Mauritius will celebrate its 46th independance anniversary on 12th March tis year. This article starts with the 3rd Mauritius Constitutional Conference of 26th June to 7th July 1961 known as “The Mauritius Review Conference” and terminates with the grant of Independence on 12 March 1968. It is as usual based on declassified papers at the British National Archive (BNA) with a rational analysis of both events and evidence. History has an uncanny way of unfolding and this is apparent with the added benefit of hindsight. We will chapter the road to Independence by looking at the action of different protagonists. We will carefully look at role of, on one side, our colonial masters, British politicians in office and top Whitehall civil servants advising and assisting them and, on the other side, that of our colonial political leaders led by Sir Seewoosagur Ramgoolam (SSR) for independence and by Jules Koënig and Gaëtan Duval for integration with the United Kingdom.

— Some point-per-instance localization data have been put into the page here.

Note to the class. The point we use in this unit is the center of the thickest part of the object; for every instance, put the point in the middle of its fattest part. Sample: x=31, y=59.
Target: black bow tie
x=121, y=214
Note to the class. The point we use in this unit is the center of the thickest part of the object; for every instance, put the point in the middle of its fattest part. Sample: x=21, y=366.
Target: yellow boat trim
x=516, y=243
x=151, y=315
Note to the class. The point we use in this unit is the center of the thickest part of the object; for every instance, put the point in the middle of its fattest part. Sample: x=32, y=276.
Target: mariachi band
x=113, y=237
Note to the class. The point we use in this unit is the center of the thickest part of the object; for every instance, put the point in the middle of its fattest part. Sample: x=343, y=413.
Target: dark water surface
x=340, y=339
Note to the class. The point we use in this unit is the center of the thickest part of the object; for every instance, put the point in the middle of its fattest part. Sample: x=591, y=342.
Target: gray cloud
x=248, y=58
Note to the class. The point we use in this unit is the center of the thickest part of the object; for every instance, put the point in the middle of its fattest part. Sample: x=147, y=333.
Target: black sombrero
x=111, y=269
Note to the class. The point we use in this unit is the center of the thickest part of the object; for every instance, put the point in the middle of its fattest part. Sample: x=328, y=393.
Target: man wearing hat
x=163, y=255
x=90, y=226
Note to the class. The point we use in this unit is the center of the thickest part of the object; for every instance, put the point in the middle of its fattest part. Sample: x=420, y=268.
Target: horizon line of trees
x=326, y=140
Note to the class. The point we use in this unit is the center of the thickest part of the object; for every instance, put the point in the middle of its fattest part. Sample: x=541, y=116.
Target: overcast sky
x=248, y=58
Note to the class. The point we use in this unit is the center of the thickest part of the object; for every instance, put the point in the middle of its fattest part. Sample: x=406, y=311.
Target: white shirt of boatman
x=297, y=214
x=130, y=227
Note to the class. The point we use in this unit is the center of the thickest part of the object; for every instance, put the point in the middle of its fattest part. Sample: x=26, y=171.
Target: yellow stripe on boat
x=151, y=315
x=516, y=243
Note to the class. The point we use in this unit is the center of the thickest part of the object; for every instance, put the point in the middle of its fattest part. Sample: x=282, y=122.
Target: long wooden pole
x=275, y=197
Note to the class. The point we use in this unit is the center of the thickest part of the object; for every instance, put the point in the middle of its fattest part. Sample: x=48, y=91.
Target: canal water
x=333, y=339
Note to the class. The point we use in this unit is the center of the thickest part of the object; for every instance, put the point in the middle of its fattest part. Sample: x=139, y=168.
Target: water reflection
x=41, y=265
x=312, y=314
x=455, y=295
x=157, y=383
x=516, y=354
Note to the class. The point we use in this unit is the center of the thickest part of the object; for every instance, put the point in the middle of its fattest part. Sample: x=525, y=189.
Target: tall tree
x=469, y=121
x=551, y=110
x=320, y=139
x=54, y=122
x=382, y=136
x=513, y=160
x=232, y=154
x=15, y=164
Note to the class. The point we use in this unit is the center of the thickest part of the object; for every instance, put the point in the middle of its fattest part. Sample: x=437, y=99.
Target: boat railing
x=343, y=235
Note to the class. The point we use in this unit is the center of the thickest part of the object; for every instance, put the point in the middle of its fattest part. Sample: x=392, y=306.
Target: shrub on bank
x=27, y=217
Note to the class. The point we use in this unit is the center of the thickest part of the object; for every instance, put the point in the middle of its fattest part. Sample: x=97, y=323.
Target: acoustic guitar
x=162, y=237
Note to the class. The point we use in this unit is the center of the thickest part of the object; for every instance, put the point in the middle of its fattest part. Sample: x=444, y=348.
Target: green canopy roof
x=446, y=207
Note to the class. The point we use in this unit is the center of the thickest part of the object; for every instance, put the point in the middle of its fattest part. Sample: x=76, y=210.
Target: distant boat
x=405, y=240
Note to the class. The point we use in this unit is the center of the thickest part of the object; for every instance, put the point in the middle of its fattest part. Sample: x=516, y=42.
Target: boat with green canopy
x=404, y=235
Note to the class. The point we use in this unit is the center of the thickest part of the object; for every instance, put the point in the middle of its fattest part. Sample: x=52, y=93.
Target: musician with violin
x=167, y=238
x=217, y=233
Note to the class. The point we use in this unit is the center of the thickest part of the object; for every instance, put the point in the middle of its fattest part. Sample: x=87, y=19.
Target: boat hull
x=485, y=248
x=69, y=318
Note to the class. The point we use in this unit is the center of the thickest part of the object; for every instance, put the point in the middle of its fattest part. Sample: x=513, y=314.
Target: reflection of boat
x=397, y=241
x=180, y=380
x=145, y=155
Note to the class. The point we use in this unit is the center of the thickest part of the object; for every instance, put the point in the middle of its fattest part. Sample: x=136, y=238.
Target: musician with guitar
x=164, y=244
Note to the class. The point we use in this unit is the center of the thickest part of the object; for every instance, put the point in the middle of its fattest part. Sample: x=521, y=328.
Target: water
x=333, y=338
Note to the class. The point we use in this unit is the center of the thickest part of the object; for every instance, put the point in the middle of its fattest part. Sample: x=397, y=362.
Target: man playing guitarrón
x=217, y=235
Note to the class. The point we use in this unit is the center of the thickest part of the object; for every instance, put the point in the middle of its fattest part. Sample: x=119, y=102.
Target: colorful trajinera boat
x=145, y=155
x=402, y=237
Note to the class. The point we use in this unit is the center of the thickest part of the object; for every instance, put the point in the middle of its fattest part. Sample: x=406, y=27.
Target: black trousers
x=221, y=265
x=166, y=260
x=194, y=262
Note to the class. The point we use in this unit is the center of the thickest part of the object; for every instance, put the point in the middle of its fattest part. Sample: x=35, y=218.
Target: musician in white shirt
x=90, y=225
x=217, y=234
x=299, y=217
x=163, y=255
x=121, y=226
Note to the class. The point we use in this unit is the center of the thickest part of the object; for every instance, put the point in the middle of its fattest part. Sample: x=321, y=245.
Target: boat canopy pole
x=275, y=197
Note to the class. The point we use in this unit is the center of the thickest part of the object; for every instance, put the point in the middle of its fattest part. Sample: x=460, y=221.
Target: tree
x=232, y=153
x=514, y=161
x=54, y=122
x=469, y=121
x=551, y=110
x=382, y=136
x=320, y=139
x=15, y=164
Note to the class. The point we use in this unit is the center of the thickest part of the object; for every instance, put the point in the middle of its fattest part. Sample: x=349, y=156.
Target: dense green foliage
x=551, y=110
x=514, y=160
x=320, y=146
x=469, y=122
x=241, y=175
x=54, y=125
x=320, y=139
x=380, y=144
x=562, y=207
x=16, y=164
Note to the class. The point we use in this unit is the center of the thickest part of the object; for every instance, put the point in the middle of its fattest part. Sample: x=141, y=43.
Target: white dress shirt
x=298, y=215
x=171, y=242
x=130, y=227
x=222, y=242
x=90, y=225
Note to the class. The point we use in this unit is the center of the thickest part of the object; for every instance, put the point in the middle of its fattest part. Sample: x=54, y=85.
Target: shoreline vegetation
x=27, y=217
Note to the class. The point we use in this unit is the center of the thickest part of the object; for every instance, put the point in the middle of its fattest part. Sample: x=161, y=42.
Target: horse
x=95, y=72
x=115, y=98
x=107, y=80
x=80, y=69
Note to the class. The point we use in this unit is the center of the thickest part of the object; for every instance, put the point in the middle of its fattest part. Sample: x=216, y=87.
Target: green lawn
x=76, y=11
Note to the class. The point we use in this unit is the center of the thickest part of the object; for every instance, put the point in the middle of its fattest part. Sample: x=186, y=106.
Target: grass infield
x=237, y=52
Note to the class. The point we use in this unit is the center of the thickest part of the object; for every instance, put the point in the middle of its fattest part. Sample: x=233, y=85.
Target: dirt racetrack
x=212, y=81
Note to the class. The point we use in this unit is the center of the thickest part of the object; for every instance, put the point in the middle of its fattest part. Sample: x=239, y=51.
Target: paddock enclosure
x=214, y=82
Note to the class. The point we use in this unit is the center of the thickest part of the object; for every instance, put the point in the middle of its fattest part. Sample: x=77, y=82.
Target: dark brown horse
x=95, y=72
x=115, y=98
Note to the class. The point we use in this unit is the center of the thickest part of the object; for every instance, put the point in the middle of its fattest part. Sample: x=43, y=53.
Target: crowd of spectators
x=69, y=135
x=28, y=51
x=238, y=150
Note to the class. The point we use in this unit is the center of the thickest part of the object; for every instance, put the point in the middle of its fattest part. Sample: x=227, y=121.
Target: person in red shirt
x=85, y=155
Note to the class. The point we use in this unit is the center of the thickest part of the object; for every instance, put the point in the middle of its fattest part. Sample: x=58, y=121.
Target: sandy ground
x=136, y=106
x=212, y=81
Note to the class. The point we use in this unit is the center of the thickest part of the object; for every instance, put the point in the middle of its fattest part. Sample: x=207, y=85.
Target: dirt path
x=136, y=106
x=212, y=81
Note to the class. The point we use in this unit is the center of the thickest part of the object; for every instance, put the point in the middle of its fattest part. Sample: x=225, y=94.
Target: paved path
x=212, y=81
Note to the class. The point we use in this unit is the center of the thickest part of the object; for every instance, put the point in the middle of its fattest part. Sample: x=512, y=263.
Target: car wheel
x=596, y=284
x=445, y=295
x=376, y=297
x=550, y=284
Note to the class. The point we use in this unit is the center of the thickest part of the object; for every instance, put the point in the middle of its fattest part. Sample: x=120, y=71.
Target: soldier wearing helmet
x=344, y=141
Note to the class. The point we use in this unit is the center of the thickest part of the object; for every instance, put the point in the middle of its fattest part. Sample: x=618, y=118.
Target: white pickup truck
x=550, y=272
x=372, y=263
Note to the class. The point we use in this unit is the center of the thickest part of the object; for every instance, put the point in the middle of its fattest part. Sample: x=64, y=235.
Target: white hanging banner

The idea to grant Mauritius its independence came from the most unlikely quarters. The Americans decided Mauritius should become independent. But only after the Chagos Archipelago is detached and come directly under British administration and Diego Garcia lease to them for a military base. They wanted UK to pursue the constitutional issue of Mauritius Independence as quickly as possible without themselves gretting involved in it. The British agreed. This evidenced by records of highly confidential discussions between the United States of America (USA) Department of State ant the British Ministry of Defence held in London from 25th to 27th February 1964.
American President Lyndon Baines Johnson was then in office. In Britain, the conservatives were in power for 13 years (1951-1965) with confortable wins at three successive general elections: October 1951 under Churchill, May 1955 under Anthony Eden and October 1959 under Harold Macmillan. However, Sir Alec Douglas-Home was Prime Minister (the 4th conservative) for a year 1963/1964 following Macmillan’s resignation largely due to his Secretary of Defence, John Prefumo’s affair with the prostitute Christine Keeler who shared her charm with a Soviet naval Attachée in a bizarre ménage-à-trois possibly compromising defence secrets. Sir Alec’s Foreign Secretary was R. Butler and his Colonial Secretary was Duncan Sandys, successor of Ian Macleod, SSR’s friend.
We have to keep in focus a few events in the international panorama that had a bearing on the Anglo-American decision on Chagos. In 1954, Colonel Gamel Abdel Nasser seized power in Egypt and in July 1956 he nationalized Anglo-French owned Suez Canal. In August 1956, an Anglo-French expedition which landed in Egypt was forced to withdraw after American President Dwight Eisenhower angored by what he regarded as a display of Anglo-French “imperialism” imposed financial sanctions on Britain. This was a major, if not humiliating setback for Anthony Eden who had to back-out.
In 1961, Macmillan agreed with President John Kennedy that the gap from Suez to Singapore would be filled jointly by USA and UK. The arrangement became part of the fabric of British “East of Suez” policy well adapted to Harry Truman’s Doctrine of Containing communism yet somewhat anti-imperialist in nature echoing Macmillan’s famous rhetoric statement “Wind of change is blowing over Africa”. But British budgetary restraints made it difficult to maintain its carriership, for launching nuclear missiles and for take-off and landing operations for its combat aircraft like F1-11A. The leasing of Diego Garcia to the Americans to build a permanent land base for joint use appeared realistic. Suddenly the Chagos became the most prized archipelago for military operation because of its lonely yet strategic location in the middle of the Indian Ocean.